I hate flowers. With all their horrible shiny colours and revolting nice smells I really can’t stand the things. Back in February, my girlfriend looked disappointed that I didn’t surprise her with roses.
Sorry, I explained. I’m too consumed by bile and my part in the secret plot to rid the world of all things floral.
This month, that long-standing conspiracy has finally been exposed. The whistleblower was Salisbury’s Conservative leader Eleanor Wills, who wrote a devastating opinion piece in the Daily Telegraph titled, ‘The flower-hating left wants to destroy Salisbury.’
Some more innocent readers might be surprised to learn that the left hates flowers – doesn’t the Labour Party have a rose as its symbol? – but it’s all part of a (until now) carefully concealed plan: first we take the hanging baskets, then it’s civilisation as we know it.
And we would have got away with it, too, if it wasn’t for that pesky councillor.

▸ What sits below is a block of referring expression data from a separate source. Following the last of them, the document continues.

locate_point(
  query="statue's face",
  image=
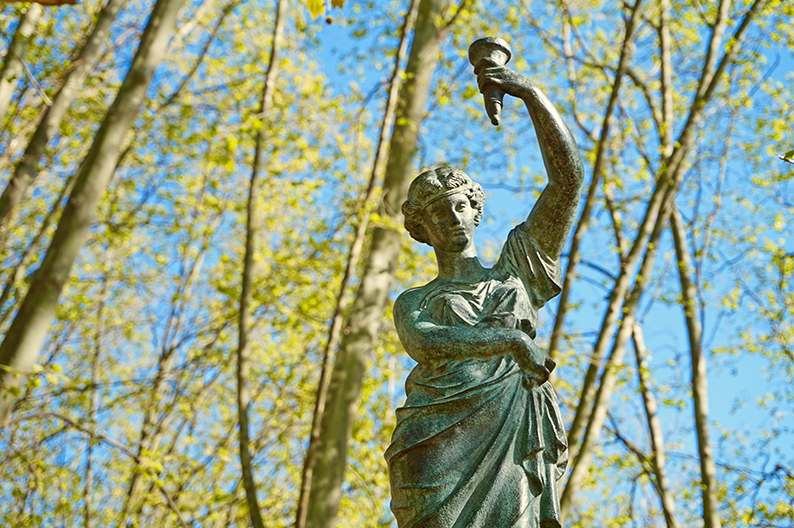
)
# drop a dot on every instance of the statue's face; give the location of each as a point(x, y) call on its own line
point(449, 223)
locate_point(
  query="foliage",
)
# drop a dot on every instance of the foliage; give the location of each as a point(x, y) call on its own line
point(136, 382)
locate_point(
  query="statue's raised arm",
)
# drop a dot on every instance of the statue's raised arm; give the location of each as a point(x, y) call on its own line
point(552, 216)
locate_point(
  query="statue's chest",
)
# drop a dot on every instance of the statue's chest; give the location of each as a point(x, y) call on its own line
point(499, 302)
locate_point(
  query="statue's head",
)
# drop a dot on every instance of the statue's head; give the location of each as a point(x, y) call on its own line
point(433, 185)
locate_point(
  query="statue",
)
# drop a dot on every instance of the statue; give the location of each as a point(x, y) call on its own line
point(480, 441)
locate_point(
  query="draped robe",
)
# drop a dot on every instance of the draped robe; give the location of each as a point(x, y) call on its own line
point(477, 443)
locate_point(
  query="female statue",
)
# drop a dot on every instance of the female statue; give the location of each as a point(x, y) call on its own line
point(480, 441)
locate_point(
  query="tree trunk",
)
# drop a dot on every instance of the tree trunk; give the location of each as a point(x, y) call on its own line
point(583, 460)
point(27, 168)
point(669, 178)
point(252, 222)
point(352, 263)
point(29, 328)
point(658, 456)
point(16, 53)
point(700, 396)
point(366, 314)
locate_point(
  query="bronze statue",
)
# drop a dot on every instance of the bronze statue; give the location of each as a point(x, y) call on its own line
point(480, 441)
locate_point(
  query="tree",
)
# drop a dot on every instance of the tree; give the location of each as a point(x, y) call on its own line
point(130, 411)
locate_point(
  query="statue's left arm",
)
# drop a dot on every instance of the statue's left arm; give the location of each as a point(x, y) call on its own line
point(551, 218)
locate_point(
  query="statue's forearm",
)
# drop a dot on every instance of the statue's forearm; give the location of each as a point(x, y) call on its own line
point(429, 343)
point(557, 145)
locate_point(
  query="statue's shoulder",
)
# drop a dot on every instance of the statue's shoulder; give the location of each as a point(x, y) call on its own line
point(411, 299)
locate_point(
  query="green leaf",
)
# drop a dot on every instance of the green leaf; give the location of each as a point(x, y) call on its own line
point(315, 7)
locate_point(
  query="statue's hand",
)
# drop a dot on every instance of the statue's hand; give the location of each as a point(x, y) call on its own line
point(506, 80)
point(531, 359)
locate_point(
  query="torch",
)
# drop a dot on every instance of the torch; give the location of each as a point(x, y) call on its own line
point(487, 53)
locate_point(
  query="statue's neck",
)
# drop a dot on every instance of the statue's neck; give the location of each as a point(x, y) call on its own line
point(463, 266)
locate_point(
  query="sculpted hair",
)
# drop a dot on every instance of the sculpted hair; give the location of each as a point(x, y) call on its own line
point(430, 184)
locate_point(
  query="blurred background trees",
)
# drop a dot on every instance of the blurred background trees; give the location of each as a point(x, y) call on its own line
point(205, 309)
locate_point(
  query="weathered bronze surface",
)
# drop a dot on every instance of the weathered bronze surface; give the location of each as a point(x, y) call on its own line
point(480, 441)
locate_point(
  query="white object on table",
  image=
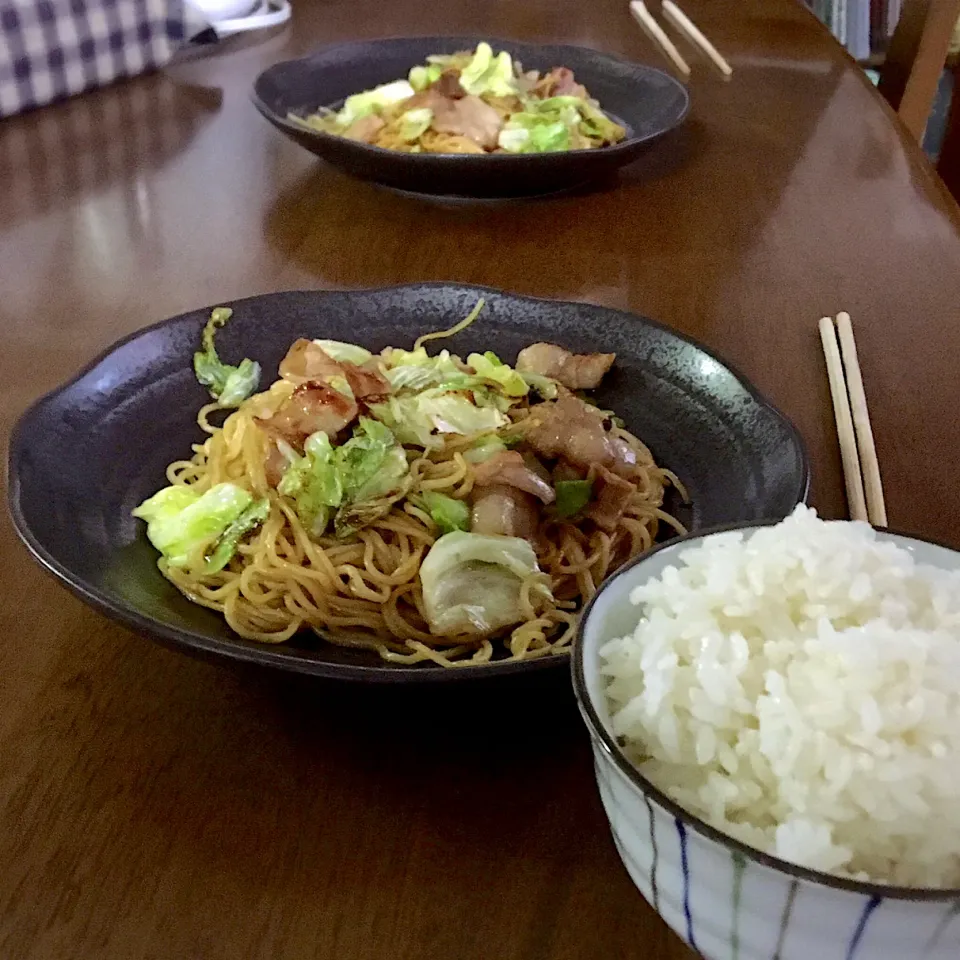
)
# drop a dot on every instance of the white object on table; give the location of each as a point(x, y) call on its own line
point(228, 17)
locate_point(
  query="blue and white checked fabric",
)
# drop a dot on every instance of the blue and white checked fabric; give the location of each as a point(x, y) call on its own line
point(50, 49)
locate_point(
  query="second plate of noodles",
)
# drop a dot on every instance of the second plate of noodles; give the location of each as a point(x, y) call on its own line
point(474, 102)
point(471, 117)
point(423, 505)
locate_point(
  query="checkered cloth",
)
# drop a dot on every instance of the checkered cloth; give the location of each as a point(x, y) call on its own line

For those who read this column beyond Salisbury, I’m referring to the decision of the city council here to trial an alternative planting strategy, swapping hanging baskets for a mixture of living pillars and parklets – a decision which was gleefully misinterpreted by the flower-loving right as a city-wide ban on any plants daring to hang down rather than up.
The thinking behind the scheme is to give the city more environmentally friendly displays – better for biodiversity and requiring less water.
The council is not the first to consider this: Winchester and Brighton are among the cities to have cancelled hanging basket displays in the past because of drought concerns (Winchester’s baskets reportedly require 300,000 gallons of water a year). Living pillars, meanwhile, have appeared in places large (London) and small (Southend).
Their use in a medieval city, however, was a step too far for the bring-back hanging baskets brigade.
London, apparently, didn’t exist in medieval times. Neither, curiously, did hanging baskets. They blossomed in the 1870s, following the development of steel wire and galvanising.
The main floral displays in medieval Salisbury were nosegays, sweet smelling bouquets to mask the smell of the sewage running down the city’s system of open watercourses.
Raw sewage is making an unwanted comeback, thanks to the current Conservative generation failing to stop the water companies polluting our rivers and beaches.
That lack of concern about the environment is top-down – last month, Zac Goldsmith resigned because Rishi Sunak was ‘uninterested’. June’s Climate Change Committee report similarly damned the government for its lack of leadership and urgency.
The UK, meanwhile, has just had the warmest June on record. Just when our politicians should be focused on finding solutions, we have a load of hot air about hanging baskets instead.